Conclusion: Cardiac examination as part of compulsory health screening at primary school entry will help detect children with CHD, reduce delay in diagnosis for intervention, avert debilitating morbidity and assure a better quality of life.
Congenital heart diseases (CHD) are of public health concern worldwide as they contribute significantly to childhood morbidity and mortality [1,2]. This is particularly so in developing countries, especially in sub-Saharan Africa, where non-communicable diseases in the paediatric age group are emerging major health and socioeconomic issues but facilities for early diagnosis and management are often lacking [2-6]. Congenital heart diseases (CHD) account for 8-12 / 1000 live births and approximately 30% to 40% of all congenital defects worldwide, occurring either in isolation or as part of other syndromic anomalies [7-9].
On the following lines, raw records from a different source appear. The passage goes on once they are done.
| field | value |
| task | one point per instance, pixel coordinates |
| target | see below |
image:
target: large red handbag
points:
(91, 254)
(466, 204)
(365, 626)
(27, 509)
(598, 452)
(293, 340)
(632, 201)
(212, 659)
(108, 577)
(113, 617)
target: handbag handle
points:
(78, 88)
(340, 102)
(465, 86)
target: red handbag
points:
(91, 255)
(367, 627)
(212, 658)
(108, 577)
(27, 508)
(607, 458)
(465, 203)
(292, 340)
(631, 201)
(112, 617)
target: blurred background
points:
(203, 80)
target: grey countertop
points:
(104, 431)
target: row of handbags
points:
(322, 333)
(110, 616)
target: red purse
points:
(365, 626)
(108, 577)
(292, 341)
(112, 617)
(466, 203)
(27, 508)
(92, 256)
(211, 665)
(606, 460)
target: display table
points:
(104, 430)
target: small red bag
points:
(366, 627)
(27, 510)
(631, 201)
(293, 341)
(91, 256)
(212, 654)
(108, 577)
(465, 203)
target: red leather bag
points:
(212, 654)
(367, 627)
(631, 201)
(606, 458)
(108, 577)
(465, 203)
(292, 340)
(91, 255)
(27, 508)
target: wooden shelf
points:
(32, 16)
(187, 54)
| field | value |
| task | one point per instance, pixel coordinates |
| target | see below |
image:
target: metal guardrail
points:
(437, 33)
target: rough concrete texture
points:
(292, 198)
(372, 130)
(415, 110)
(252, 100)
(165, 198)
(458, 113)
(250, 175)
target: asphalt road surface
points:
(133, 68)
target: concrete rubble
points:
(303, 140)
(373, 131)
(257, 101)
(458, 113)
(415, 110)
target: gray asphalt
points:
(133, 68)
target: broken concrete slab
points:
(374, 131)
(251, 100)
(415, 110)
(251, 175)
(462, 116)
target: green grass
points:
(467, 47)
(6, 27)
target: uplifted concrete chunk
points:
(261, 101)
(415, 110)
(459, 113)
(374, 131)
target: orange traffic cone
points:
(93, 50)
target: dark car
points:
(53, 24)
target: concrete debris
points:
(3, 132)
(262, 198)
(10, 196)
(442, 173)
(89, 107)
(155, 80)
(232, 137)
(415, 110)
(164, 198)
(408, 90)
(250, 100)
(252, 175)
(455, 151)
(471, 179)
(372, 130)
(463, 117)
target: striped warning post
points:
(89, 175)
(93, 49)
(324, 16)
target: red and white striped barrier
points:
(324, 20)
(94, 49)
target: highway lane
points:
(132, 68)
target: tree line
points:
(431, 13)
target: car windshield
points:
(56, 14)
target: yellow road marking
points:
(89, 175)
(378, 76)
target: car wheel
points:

Children with CHD, especially those with critical lesions, usually present early in neonatal period, infancy and early childhood with increasing severity of their morbid state that often result in early mortality without intervention [2]. Some children with less severe lesions may survive beyond early childhood into adolescence and even adulthood, albeit with increasing morbidity and functional incapacity that result in poor quality of life and psychosocial drain for the affected individuals and also constitute appreciable financial burden on the family and community [2,10].
Children with CHD, whose diagnosis were missed in early childhood, could be found in schools and may be symptomatic with fast breathing, cough and effort intolerance [11,12]. Others with less critical lesion may be asymptomatic but have a cardiac murmur detected during routine examination [13,14]. A heightened awareness of CHD and its presentation beyond early infancy or childhood may help detect these children within the context of the school health programme and bring their attention to a paediatric cardiologist to mitigate the development of fatal complications.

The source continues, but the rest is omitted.